CHICAGO — The case against the city, the Chicago Police department and one of its cops who stands accused of unjustly shooting a puppy in Uptown is out of county courts and in federal hands.
Lawyers for the city filed a motion on Wednesday with the U.S. District Court for Northern Illinois to transfer the case to a federal judge, and Judge John Grady will now preside over the case.
City lawyers argued in the motion that the original complaint, filed in Cook County Circuit Court on Dec. 4, should instead fall under federal jurisdiction because it contains allegations that plantiffs Al and Barbara Phillips' First, Fourth and 14th Amendment rights under the U.S. Constitution were violated.
The couple said that they were victims of unreasonable seizure and excessive force when Officer Brandon Pettigrew allegedly shot their 7-month-old miniature bull terrier on Dec. 1, according to the suit, which seeks more than $50,000 in damages.
A spokesman with the city law department was unreachable for comment.

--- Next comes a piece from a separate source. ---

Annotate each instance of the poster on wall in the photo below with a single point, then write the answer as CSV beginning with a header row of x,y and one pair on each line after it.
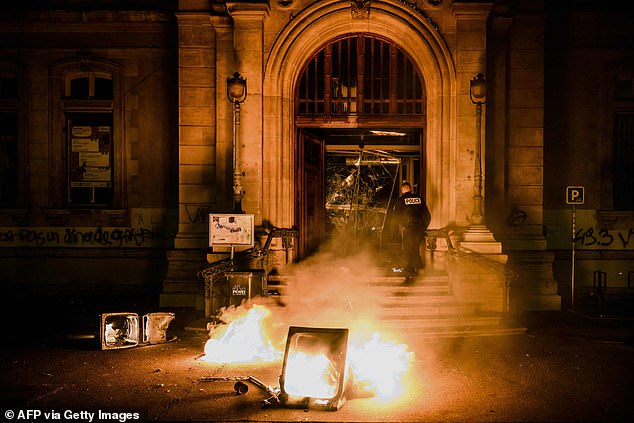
x,y
90,156
231,230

Erron Fisher, one of the family's lawyers, said in an emailed statement that Chicago "has substantially altered the demographics of the potential jury," and that the city, "by removing this case from state court," has "created a situation where the potential jury pool that will decide this case now consists of people that can live nearly 100 miles away from Chicago," the statement said.
"While we believe in the jury system and that the Phillips family will obtain a fair and impartial jury in federal court, we are saddened that the city wishes to burden people that live a significant distance away from the courthouse to decide issues of its own misconduct," said the statement.
The puppy that sparked the suit, Colonel, is a miniature bull terrier who was left with a bullet in one of his paws and bullet fragments in his belly earlier this month and endured nearly six hours of surgery.
Witnesses say that Pettigrew had been writing World Gym Chicago owner Al Phillips a parking ticket in front of his house in the 800 block of West Buena Avenue when the dog ran ahead of its master — without a leash on — and the officer screamed two warnings before quickly firing.
Colonel was released from the hospital within days of the shooting but his condition soon worsened. He continues to recover and is "licking his wounds," according to lawyers for the Phillips family.
The Independent Police Review Agency is investigating his shooting and would not comment on the case.
Police, however, defended the shooting as justified at a CAPS meeting last week.